A similar shift recently occurred in Carroll Gardens. Napat “Angie” Ruangphung was a server at Ugly Baby before taking it over with colleagues and renaming it Hungry Thirsty. They changed the spice philosophy, too. At Ugly Baby, the food was indiscriminately hot, while the new approach is to “make food that tastes as similar as possible to what we eat in Thailand,” she says. “If the food is supposed to be spicy, we make it spicy. If it’s not, we make it not spicy.” Customers don’t seem to mind. When the restaurant was Ugly Baby, the most popular item was the laab ped udon. It was so tongue-numbing that the English description on the menu served as a warning: “stay away” spicy duck salad. Now, the top order is fried branzino.
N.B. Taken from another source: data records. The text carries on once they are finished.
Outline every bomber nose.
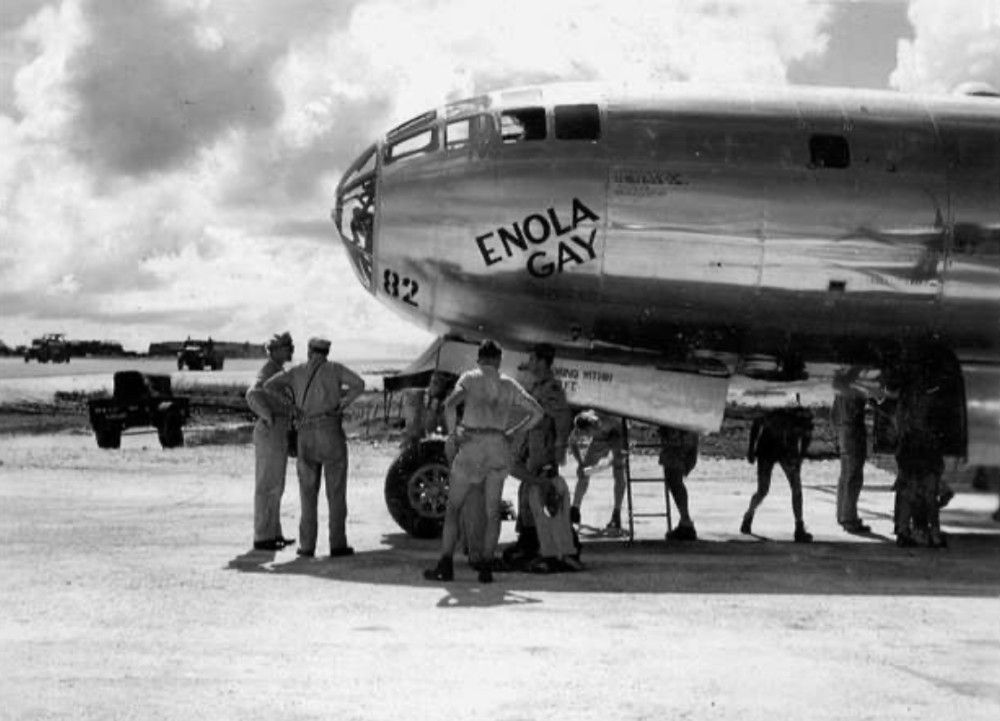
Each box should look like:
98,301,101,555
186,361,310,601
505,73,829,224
332,143,378,291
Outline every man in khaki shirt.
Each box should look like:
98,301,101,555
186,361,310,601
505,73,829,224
245,331,295,551
264,337,364,557
424,340,543,584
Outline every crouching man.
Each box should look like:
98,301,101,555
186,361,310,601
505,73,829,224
505,343,580,573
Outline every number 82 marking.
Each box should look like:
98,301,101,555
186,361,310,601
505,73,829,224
383,269,419,307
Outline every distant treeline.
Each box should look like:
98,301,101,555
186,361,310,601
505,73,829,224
0,338,265,359
0,339,132,357
147,340,265,359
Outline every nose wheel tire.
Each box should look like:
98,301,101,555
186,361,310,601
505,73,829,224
385,439,450,538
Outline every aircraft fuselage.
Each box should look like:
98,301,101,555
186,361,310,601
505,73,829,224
336,83,998,365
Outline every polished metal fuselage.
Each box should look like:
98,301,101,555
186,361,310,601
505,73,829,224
338,83,999,366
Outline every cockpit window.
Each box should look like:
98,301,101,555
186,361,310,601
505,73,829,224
555,104,600,140
501,107,546,143
446,118,472,150
387,110,437,140
384,128,438,164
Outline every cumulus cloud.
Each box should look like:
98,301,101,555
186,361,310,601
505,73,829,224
68,0,284,177
2,0,836,353
891,0,1000,93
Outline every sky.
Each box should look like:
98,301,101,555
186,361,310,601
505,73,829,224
1,0,998,356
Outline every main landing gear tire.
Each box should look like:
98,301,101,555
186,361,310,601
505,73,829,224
384,438,450,539
94,421,122,449
157,411,184,449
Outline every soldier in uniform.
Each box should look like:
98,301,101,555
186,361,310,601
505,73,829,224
658,426,701,541
891,364,948,548
400,371,456,453
506,343,579,572
264,337,365,558
423,340,543,583
245,332,296,551
832,366,872,534
741,398,815,542
569,410,628,532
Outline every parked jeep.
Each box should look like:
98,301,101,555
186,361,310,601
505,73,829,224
24,333,70,364
176,339,224,371
88,371,190,449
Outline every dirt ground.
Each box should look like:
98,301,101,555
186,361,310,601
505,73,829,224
1,424,999,721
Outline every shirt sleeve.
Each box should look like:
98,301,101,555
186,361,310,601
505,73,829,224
510,379,544,417
263,367,296,401
250,368,295,416
336,362,366,393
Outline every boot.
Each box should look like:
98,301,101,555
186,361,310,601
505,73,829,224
605,508,622,532
740,513,753,535
423,555,454,581
666,523,697,541
927,528,948,549
476,562,494,583
793,522,813,543
570,506,581,525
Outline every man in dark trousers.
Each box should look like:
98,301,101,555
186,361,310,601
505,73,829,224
658,426,701,541
741,397,814,542
832,366,872,534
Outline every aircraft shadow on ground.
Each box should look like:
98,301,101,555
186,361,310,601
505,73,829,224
226,530,1000,601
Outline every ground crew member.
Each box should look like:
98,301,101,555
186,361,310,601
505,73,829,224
891,364,948,548
658,426,700,541
264,337,364,558
423,340,543,584
832,366,871,534
741,399,814,542
506,343,579,572
400,371,456,453
569,410,628,532
401,370,485,564
245,331,295,551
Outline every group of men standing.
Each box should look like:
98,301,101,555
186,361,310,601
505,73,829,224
831,359,956,549
245,333,364,558
421,339,709,584
243,331,969,576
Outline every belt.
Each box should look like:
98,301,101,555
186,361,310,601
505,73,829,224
298,412,342,428
462,426,505,435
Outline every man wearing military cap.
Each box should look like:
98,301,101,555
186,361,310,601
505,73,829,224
264,336,365,557
245,331,296,551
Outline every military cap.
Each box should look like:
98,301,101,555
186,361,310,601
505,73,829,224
308,337,332,353
265,331,293,351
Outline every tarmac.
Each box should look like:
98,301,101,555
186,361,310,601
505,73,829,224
1,430,999,720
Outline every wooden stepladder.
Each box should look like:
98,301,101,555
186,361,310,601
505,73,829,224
621,419,673,545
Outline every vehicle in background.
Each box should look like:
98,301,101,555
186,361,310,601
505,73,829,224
177,338,224,371
23,333,70,364
87,371,190,449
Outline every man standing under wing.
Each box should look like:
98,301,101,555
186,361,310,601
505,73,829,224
424,340,544,584
265,337,365,558
832,366,872,534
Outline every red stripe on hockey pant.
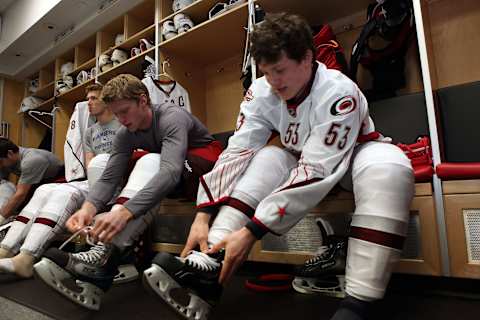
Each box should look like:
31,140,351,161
245,274,293,292
225,197,255,218
350,226,404,250
34,217,56,228
187,140,223,163
15,216,30,224
116,197,129,205
357,131,380,143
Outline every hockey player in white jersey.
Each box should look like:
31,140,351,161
142,76,192,113
0,84,120,279
144,13,414,320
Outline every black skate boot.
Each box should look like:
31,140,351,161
33,243,121,310
292,218,347,298
143,250,224,320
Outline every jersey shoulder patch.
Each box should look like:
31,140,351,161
330,95,356,116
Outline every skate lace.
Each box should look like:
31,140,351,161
185,251,221,272
73,244,108,265
305,244,332,265
59,226,96,250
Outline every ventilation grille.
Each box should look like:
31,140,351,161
401,212,422,259
262,214,323,252
463,209,480,264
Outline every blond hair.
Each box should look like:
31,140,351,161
85,83,103,95
101,74,150,104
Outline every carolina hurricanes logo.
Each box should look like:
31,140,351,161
243,89,253,102
330,96,357,116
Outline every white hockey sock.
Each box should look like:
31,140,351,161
0,258,15,273
208,206,250,247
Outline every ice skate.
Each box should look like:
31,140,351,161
292,218,347,298
113,263,138,284
33,242,120,310
143,250,224,320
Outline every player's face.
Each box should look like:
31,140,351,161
258,50,313,101
109,94,150,132
86,90,106,116
0,151,18,169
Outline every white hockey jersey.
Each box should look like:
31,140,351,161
142,77,191,113
197,62,377,236
64,101,94,182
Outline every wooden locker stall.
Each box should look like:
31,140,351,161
421,0,480,278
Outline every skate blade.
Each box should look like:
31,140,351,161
143,264,211,320
292,275,346,298
113,264,139,284
33,258,104,310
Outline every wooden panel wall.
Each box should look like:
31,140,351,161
428,0,480,88
1,79,24,144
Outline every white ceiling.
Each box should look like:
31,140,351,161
0,0,145,80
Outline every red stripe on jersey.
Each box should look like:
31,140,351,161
200,176,214,202
357,131,380,143
225,197,255,218
280,177,322,192
196,196,229,210
350,226,405,250
116,197,129,205
15,216,30,224
251,216,275,235
34,217,56,228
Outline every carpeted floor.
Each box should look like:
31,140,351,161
0,271,479,320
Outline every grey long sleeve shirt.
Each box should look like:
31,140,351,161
86,104,214,218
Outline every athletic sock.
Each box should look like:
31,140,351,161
0,252,36,278
0,247,14,259
330,295,371,320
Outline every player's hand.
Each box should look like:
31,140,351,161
66,203,96,233
90,205,133,243
208,227,256,285
181,212,211,257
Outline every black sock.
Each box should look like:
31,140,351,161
330,295,371,320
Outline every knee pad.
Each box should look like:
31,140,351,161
120,153,161,199
87,154,111,190
232,146,296,207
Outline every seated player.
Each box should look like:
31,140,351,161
34,74,223,311
0,83,120,278
143,13,414,320
0,138,63,224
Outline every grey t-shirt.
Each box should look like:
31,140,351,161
1,147,63,185
86,104,214,218
84,119,121,155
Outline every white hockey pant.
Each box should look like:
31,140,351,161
107,153,162,250
0,181,88,257
0,153,110,257
345,142,414,301
208,146,297,245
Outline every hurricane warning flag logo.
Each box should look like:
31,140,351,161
330,96,356,116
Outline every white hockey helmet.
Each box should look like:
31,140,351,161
28,78,39,94
90,66,98,79
18,96,45,113
99,54,113,72
115,33,125,46
63,75,74,88
111,49,128,66
173,13,194,34
130,47,141,57
161,20,177,40
209,2,228,19
60,62,74,77
76,70,89,85
172,0,194,12
139,38,154,52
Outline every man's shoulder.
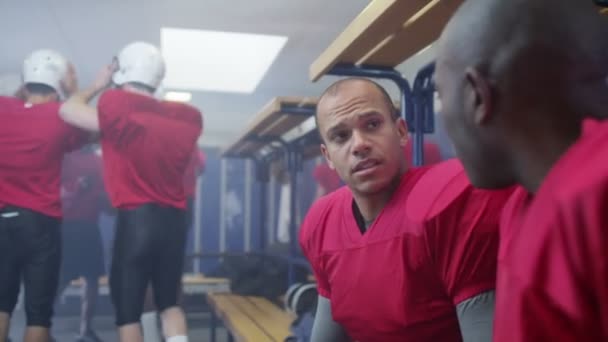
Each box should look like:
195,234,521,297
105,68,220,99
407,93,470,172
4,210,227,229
299,187,350,250
405,158,473,222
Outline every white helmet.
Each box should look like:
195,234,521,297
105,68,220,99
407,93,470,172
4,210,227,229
22,49,69,95
113,42,165,90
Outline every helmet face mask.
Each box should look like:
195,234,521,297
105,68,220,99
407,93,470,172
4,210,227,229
112,42,166,91
22,49,69,99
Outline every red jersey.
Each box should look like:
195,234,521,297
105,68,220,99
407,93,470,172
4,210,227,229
403,140,442,166
0,96,87,217
183,149,206,199
300,159,513,342
61,149,104,221
495,120,608,342
312,163,341,193
97,90,203,209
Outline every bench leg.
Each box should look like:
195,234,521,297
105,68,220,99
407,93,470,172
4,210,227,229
210,310,217,342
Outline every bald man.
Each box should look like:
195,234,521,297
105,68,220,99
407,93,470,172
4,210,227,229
300,77,514,342
435,0,608,340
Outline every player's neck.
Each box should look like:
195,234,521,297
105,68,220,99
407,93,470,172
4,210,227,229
25,94,56,105
123,85,154,98
352,171,403,222
512,127,580,193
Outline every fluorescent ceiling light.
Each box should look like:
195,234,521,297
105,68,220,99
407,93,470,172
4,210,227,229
164,91,192,102
161,27,288,93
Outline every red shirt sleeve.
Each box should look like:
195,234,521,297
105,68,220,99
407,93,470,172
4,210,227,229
429,186,514,304
49,100,89,152
299,200,332,298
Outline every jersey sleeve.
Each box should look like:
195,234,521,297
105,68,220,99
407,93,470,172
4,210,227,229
54,100,89,152
299,201,332,298
429,186,514,305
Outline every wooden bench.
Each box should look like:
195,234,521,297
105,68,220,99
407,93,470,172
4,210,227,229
207,293,295,342
221,96,319,160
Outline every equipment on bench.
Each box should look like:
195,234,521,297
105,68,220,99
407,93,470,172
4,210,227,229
209,253,287,300
284,283,318,342
285,283,317,315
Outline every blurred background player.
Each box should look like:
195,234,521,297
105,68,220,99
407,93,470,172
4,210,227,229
56,145,107,342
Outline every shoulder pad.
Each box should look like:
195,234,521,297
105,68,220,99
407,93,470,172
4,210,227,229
406,159,472,222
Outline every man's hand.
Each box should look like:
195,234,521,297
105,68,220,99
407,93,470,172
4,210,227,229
61,63,79,98
90,61,118,93
59,60,120,132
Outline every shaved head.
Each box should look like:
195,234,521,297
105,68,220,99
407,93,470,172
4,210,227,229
315,77,408,202
441,0,608,69
438,0,608,116
316,78,398,136
435,0,608,190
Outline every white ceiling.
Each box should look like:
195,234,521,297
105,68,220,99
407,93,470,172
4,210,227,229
0,0,436,147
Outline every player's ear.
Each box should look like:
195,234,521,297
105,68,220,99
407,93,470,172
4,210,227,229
464,67,494,126
320,144,336,170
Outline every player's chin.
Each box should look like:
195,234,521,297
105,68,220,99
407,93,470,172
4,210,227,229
353,177,393,196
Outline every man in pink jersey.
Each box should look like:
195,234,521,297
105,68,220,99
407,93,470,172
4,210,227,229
434,0,608,340
59,42,202,342
300,77,513,342
0,49,87,342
The hottest element — a vibrant cilantro-chile fish sauce — is served in a cup on the side.
And then there are those restaurants whose efforts to tone down the menu does raise the ire of at least some customers. Chen, from Wenwen, has watched in dismay as the portion of red chiles on top of a plate of raw shrimp at Somtum Der slowly evaporated over the last few years, looking back at old pictures on her phone to make sure she hadn’t imagined things. “I compared photos recently,” she says. “It’s about a fourth of the amount of chiles.”
Is all hope lost for the city’s chile lovers? Not necessarily. MáLà Project opened in 2015 offering four spice levels for its málà dry pot. Before the pandemic, the restaurant removed its fourth, hottest option; customers loved it, but owner Amelie Kang didn’t think it was the best showcase for her food’s flavors. Plus, the restaurant was running through pitchers of water, and “heat” was the main detail of the cooking that anyone talked about. For now, a “little spicy” level is the restaurant’s best seller, but since the extra-spicy option disappeared, enough guests have been asking about it that Kang tells me she’s planning to bring it back.